Defunct bitcoin exchange Mt. Gox has decided not to seek a new lease on life. It said it had given up all hope of resurrection under bankruptcy protection, with the bulk of the stolen coins still unaccounted for.
Failed Bitcoin exchange Mt. Gox was Wednesday placed in administration by a Japanese court, with an order for bankruptcy expected to be issued soon.
Mt. Gox stopped pursuing any plans to rebuild under bankruptcy protection, the Wall Street Journal and Dow Jones Newswires reported.

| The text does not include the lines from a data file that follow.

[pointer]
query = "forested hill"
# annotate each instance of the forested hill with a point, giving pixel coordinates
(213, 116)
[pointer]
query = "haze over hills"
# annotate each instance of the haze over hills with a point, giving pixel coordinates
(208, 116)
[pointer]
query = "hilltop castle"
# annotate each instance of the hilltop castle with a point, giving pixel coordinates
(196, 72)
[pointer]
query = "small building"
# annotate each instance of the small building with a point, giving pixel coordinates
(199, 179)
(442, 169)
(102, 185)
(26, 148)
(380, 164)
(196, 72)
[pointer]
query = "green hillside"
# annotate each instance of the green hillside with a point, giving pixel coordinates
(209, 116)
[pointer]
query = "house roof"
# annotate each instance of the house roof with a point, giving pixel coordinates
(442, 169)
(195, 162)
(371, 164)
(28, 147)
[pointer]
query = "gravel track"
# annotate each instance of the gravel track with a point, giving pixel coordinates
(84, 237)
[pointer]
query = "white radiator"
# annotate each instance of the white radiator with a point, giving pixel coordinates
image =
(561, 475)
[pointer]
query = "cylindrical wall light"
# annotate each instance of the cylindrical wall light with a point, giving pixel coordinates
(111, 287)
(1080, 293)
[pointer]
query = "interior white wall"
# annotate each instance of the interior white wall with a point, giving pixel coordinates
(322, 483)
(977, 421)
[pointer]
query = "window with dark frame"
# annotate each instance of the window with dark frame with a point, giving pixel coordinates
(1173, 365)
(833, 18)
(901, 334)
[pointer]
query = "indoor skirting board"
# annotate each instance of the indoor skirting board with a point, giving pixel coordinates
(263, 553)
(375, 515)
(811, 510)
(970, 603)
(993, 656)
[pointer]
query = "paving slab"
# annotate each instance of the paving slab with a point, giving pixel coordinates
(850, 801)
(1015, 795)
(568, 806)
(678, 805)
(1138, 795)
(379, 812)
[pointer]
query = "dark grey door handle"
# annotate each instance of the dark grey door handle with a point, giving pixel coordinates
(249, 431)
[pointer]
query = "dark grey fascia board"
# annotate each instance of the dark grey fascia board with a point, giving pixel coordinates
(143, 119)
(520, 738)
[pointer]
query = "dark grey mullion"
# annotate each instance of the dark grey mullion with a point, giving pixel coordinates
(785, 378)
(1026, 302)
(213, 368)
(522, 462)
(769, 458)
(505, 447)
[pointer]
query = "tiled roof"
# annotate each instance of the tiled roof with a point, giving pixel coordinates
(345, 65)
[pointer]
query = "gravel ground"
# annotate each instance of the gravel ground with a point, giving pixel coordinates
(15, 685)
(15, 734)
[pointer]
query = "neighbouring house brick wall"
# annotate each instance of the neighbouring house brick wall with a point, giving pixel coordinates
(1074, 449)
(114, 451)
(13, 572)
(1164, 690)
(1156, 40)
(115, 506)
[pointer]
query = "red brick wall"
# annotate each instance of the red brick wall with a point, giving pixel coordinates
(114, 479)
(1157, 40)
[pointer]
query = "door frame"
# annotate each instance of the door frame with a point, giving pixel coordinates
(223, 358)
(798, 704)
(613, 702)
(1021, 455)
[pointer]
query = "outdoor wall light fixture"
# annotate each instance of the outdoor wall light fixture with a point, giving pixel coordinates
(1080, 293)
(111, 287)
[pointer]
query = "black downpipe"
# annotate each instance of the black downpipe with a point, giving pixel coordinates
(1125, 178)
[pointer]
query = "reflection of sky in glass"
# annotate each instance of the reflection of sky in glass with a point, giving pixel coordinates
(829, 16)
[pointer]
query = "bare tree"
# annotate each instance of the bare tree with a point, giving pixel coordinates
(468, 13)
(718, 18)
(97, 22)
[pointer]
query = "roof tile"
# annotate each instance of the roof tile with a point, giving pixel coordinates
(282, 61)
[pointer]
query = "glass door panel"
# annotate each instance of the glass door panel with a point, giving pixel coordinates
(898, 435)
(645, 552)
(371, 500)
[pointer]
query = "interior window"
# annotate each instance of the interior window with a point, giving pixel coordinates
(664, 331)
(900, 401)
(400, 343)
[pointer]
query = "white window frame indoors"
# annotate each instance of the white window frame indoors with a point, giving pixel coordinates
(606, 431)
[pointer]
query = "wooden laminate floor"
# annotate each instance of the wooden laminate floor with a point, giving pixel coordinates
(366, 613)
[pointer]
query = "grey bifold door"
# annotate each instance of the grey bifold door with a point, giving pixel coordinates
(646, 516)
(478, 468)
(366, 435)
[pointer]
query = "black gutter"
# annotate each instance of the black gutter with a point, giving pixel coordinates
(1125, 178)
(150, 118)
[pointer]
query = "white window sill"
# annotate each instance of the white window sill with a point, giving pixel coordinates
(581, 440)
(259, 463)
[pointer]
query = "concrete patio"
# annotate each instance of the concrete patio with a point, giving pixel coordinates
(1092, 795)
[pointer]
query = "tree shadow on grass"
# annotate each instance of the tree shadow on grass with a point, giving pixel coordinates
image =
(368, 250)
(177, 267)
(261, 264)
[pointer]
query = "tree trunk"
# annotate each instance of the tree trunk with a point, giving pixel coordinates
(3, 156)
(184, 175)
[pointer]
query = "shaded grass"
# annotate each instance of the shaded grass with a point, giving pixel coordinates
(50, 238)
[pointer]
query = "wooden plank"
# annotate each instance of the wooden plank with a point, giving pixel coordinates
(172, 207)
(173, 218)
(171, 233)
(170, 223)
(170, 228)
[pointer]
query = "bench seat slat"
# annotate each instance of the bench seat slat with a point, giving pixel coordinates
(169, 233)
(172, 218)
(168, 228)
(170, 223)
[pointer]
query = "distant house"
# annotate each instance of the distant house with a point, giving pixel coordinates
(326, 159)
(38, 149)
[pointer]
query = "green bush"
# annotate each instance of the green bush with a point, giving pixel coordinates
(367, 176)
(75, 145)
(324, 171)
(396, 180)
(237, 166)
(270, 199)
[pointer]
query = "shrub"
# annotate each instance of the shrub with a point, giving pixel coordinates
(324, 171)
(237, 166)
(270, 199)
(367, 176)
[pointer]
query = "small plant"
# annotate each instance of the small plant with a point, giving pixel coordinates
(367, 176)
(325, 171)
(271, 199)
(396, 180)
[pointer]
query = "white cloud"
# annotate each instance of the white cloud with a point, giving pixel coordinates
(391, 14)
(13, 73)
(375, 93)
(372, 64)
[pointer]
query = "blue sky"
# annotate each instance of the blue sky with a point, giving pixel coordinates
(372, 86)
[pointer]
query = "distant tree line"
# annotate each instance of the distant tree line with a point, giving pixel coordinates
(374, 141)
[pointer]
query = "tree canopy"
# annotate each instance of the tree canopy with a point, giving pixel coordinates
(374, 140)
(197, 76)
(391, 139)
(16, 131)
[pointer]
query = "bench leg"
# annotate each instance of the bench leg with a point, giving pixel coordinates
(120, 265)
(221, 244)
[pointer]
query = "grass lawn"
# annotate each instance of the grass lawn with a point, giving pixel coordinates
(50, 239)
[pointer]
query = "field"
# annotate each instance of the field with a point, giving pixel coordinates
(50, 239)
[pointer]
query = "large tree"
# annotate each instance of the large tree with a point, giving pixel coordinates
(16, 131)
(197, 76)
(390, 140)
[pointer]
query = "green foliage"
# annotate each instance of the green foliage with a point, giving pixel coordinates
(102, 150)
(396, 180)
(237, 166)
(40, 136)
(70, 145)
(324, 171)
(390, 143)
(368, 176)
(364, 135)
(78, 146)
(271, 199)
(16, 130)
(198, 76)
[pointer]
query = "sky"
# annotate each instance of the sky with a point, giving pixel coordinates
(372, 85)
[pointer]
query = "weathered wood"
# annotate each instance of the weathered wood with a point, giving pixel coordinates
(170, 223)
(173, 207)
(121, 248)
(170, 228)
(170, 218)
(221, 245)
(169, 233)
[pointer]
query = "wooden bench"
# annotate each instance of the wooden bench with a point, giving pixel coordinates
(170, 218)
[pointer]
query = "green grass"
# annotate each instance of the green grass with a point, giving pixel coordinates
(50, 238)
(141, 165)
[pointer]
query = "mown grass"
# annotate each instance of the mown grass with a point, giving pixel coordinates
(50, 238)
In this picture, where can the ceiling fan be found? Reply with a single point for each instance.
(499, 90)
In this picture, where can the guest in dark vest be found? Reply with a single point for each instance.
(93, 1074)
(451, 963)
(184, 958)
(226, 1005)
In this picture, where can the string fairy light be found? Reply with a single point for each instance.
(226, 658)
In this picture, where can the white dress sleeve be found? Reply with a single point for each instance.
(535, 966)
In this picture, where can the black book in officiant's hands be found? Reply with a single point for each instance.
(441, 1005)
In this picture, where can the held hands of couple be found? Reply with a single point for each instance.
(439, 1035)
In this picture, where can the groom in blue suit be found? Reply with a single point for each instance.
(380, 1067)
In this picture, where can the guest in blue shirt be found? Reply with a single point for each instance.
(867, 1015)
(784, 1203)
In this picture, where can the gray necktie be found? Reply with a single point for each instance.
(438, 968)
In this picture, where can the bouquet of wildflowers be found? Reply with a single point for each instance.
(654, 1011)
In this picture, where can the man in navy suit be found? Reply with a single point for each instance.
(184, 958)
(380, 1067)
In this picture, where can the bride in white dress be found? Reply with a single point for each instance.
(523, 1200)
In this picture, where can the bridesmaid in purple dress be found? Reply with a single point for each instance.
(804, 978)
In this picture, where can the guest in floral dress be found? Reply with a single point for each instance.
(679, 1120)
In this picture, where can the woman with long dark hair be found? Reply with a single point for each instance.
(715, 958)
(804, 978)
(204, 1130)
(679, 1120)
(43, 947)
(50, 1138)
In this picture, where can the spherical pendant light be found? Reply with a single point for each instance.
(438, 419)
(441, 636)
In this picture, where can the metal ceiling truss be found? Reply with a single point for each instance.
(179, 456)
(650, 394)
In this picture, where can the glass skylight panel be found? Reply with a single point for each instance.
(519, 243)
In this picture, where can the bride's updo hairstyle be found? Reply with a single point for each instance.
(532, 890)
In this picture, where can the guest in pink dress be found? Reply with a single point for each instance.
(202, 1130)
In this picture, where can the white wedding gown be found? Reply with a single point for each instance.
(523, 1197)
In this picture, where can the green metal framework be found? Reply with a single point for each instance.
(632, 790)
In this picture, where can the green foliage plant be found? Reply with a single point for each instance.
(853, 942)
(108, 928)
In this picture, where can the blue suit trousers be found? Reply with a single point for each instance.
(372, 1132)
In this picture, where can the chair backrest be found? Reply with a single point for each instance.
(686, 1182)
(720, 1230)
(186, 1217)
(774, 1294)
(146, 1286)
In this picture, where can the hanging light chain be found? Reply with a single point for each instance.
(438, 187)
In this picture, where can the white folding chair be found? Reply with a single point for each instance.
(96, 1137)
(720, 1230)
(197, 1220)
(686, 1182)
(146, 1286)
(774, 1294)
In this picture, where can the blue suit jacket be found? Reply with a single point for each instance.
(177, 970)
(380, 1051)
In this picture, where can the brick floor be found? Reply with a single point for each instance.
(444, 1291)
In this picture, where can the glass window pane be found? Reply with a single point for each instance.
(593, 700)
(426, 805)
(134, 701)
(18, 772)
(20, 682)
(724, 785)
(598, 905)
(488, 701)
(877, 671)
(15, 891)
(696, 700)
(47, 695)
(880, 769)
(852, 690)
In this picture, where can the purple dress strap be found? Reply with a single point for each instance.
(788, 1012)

"The Tokyo District Court decided today to dismiss the application for commencement of a civil rehabilitation and at the same time, an order for Provisional Administration was issued and Attorney-at-law Nobuaki Kobayashi (Supervisor and Examiner under the Civil Rehabilitation Procedure) was appointed Provisional Administrator," a statement from CEO Mark Karpeles said.
Mt. Gox indicated the reason for the decision to give up were the complexity of the legal procedures involved, including the difficulty of holding meetings with creditors spread around the world.
It also mentioned the lack of any realistic rehabilitation opportunities, the Wall Street Journal said.
Whereabouts of stolen coins unclear
Mt. Gox CEO Mark Karpeles wouldn't travel to the United States to answer questions about the bitcoin exchange's separate US bankruptcy case, the company's lawyers had told a federal judge.
Mt. Gox at one time reportedly processed some 80 percent of global bitcoin transactions, but froze all withdrawals in early February because of what it said was a bug in its software allowing hackers to pilfer 850,000 units of its virtual currency.
The company announced in March it had found 200,000 of the lost coins stashed away in a storage device not connected to other computers.